Antisemitic hate crimes in US surged 63% in 2023, to all-time high of 1,832 – FBI
Anti-Arab incidents jumped 34%, anti-Muslim incidents 49%; Anti-Defamation League, Arab American Institute caution that agencies still not reporting all incidents
Antisemitic hate crimes in the United States surged 63 percent in 2023 with 1,832 recorded incidents, the highest on record, compared to 1,122 the previous year, according to statistics released Monday by the US Federal Bureau of Investigation.
Antisemitic incidents were 15% of all hate crimes in 2023, and 68% of all religion-based hate crimes, according to the data — even though Jews only make up some 2% of the US population.
It was not immediately clear how many of the incidents occurred after Hamas’s deadly October 7 attack on southern Israel, when terrorists killed some 1,200 people and took 251 hostages, starting the ongoing war between Israel and the terror group. Antisemitic hate crimes shot up worldwide in the wake of the attack, and have remained at record levels since, amid the ongoing war in Gaza.
“At a time when the Jewish community is still suffering from the sharp rise in antisemitism following Hamas’s October 7 massacre in Israel, the record-high number of anti-Jewish hate crime incidents is unfortunately entirely consistent with the Jewish community’s experience and ADL’s tracking,” said Jonathan Greenblatt, CEO of the Anti-Defamation League, in a statement Monday.
The ADL, which independently tracks both criminal and non-criminal attacks against Jews, counted 8,873 antisemitic incidents in 2023, a 140% jump from 2022, and the highest number since the group began collecting such data in 1979. Antisemitic assaults, specifically, jumped 45% in 2023, the ADL said.
The organization added that “far too many agencies still either do not participate in reporting or are likely not participating in a fully accurate way,” and called on the US Congress to pass the Improved Reporting to Prevent Hate Act, requiring law enforcement agencies to report hate crimes to the FBI or else lose their federal funding.
The group also called on lawmakers to pass the Countering Antisemitism Act, to “ensure that the policies and infrastructure of the US National Strategy to Counter Antisemitism,” presented by the Biden administration in May 2023, “are made permanent.”
Anti-Arab incidents also jumped 34%, according to the FBI, totaling 123 over the course of the year, the highest number since the bureau started measuring in 2015.
Anti-Muslim incidents jumped 49%, totaling 236, the most since 2017, when 273 were reported. The most anti-Muslim incidents recorded since the FBI began collecting data were in 2016, which saw 307.
The Arab American Institute, in a statement Monday, called the data “important, particularly in that it offers trend lines,” but said that “it represents a dramatic underreporting of hate crime in America.”
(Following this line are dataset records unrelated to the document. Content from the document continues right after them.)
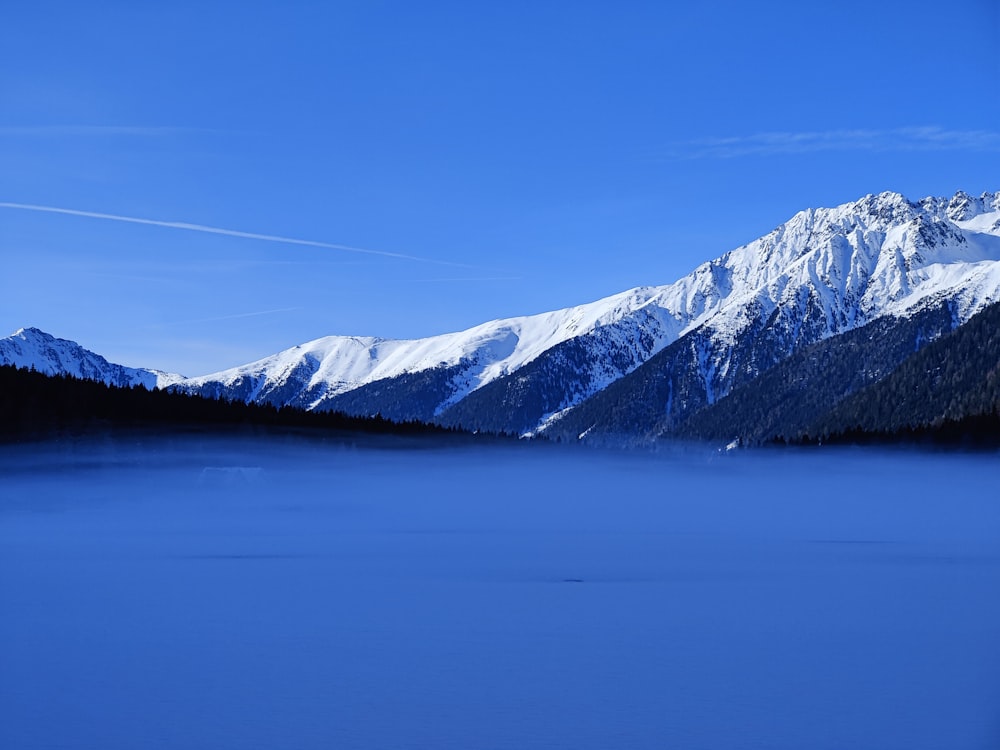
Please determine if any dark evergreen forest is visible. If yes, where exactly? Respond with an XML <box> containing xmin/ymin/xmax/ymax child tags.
<box><xmin>0</xmin><ymin>365</ymin><xmax>457</xmax><ymax>441</ymax></box>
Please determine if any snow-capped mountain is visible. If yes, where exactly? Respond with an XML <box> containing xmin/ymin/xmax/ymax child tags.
<box><xmin>544</xmin><ymin>193</ymin><xmax>1000</xmax><ymax>439</ymax></box>
<box><xmin>0</xmin><ymin>328</ymin><xmax>184</xmax><ymax>389</ymax></box>
<box><xmin>9</xmin><ymin>192</ymin><xmax>1000</xmax><ymax>439</ymax></box>
<box><xmin>177</xmin><ymin>192</ymin><xmax>1000</xmax><ymax>431</ymax></box>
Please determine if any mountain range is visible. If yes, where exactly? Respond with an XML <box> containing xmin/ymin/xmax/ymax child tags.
<box><xmin>7</xmin><ymin>192</ymin><xmax>1000</xmax><ymax>442</ymax></box>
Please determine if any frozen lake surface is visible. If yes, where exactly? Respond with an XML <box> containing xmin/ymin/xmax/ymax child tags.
<box><xmin>0</xmin><ymin>437</ymin><xmax>1000</xmax><ymax>750</ymax></box>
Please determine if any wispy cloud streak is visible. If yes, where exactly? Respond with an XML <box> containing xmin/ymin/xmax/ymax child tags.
<box><xmin>0</xmin><ymin>203</ymin><xmax>476</xmax><ymax>268</ymax></box>
<box><xmin>0</xmin><ymin>125</ymin><xmax>219</xmax><ymax>137</ymax></box>
<box><xmin>160</xmin><ymin>307</ymin><xmax>302</xmax><ymax>326</ymax></box>
<box><xmin>661</xmin><ymin>126</ymin><xmax>1000</xmax><ymax>159</ymax></box>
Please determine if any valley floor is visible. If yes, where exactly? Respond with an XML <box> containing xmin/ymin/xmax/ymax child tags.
<box><xmin>0</xmin><ymin>436</ymin><xmax>1000</xmax><ymax>750</ymax></box>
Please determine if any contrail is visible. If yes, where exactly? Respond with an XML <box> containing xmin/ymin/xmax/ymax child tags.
<box><xmin>0</xmin><ymin>203</ymin><xmax>477</xmax><ymax>268</ymax></box>
<box><xmin>156</xmin><ymin>307</ymin><xmax>302</xmax><ymax>328</ymax></box>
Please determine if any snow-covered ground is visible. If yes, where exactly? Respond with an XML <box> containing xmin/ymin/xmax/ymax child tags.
<box><xmin>0</xmin><ymin>437</ymin><xmax>1000</xmax><ymax>750</ymax></box>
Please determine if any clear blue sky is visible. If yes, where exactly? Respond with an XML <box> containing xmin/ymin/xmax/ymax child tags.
<box><xmin>0</xmin><ymin>0</ymin><xmax>1000</xmax><ymax>375</ymax></box>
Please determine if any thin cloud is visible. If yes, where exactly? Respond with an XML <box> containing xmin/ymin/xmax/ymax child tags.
<box><xmin>664</xmin><ymin>126</ymin><xmax>1000</xmax><ymax>159</ymax></box>
<box><xmin>160</xmin><ymin>307</ymin><xmax>302</xmax><ymax>326</ymax></box>
<box><xmin>0</xmin><ymin>125</ymin><xmax>223</xmax><ymax>137</ymax></box>
<box><xmin>410</xmin><ymin>276</ymin><xmax>524</xmax><ymax>284</ymax></box>
<box><xmin>0</xmin><ymin>203</ymin><xmax>476</xmax><ymax>268</ymax></box>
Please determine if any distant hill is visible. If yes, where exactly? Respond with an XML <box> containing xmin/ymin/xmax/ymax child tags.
<box><xmin>0</xmin><ymin>365</ymin><xmax>454</xmax><ymax>441</ymax></box>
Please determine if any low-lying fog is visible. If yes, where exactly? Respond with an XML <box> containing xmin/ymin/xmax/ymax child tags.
<box><xmin>0</xmin><ymin>437</ymin><xmax>1000</xmax><ymax>750</ymax></box>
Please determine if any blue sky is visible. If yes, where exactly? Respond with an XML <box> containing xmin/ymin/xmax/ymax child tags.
<box><xmin>0</xmin><ymin>0</ymin><xmax>1000</xmax><ymax>375</ymax></box>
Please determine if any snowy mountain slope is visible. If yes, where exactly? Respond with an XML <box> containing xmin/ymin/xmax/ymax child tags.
<box><xmin>0</xmin><ymin>328</ymin><xmax>184</xmax><ymax>389</ymax></box>
<box><xmin>177</xmin><ymin>287</ymin><xmax>685</xmax><ymax>416</ymax></box>
<box><xmin>177</xmin><ymin>193</ymin><xmax>1000</xmax><ymax>431</ymax></box>
<box><xmin>546</xmin><ymin>193</ymin><xmax>1000</xmax><ymax>439</ymax></box>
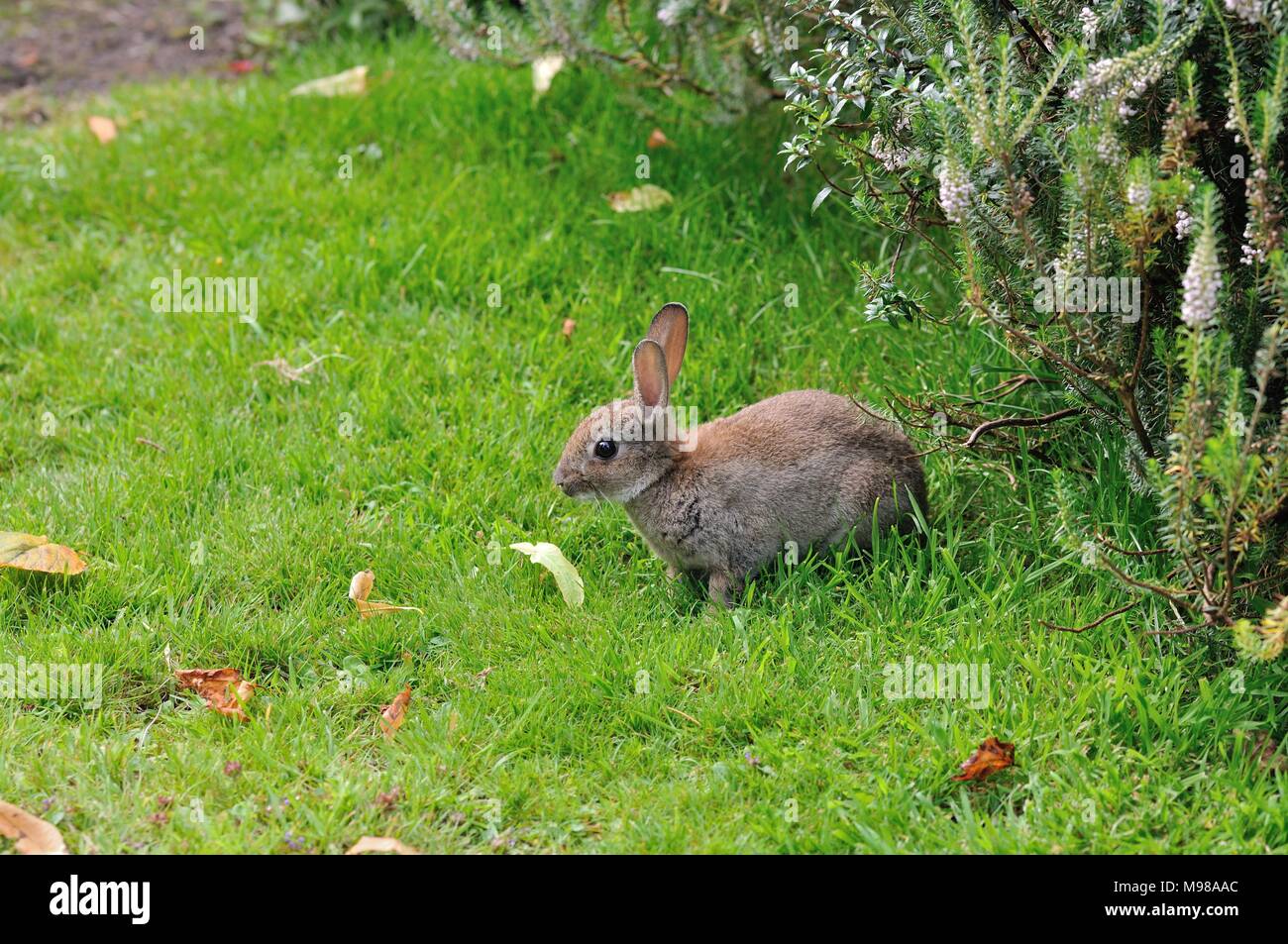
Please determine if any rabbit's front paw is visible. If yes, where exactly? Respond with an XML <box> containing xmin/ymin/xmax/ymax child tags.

“In reviewing the data, AAI found that the most violent anti-Arab hate crime of 2023 – the tragic murder of a six-year-old Arab American Muslim child of Palestinian descent named Wadea al-Fayoume and the brutal attack on his mother – were not properly reported in federal statistics,” the group said.
“Wadea’s murder occurred on October 14, 2023, and the perpetrator made clear that they targeted Wadea and his mother because they were Palestinian, as well as Muslim. The crime was noted as an anti-Muslim incident, but not also an anti-Arab incident,” it continued.
The group also noted it was unclear whether the shooting in Vermont last year of three college students who were “speaking in a mix of Arabic and English, with two of them wearing keffiyehs,” was reported as a hate crime.
Though the Palestinian descent of the three students, all of whom were wounded, was widely publicized at the time of the shooting, the suspected assailant, who faces attempted murder charges, has not been charged with a hate crime.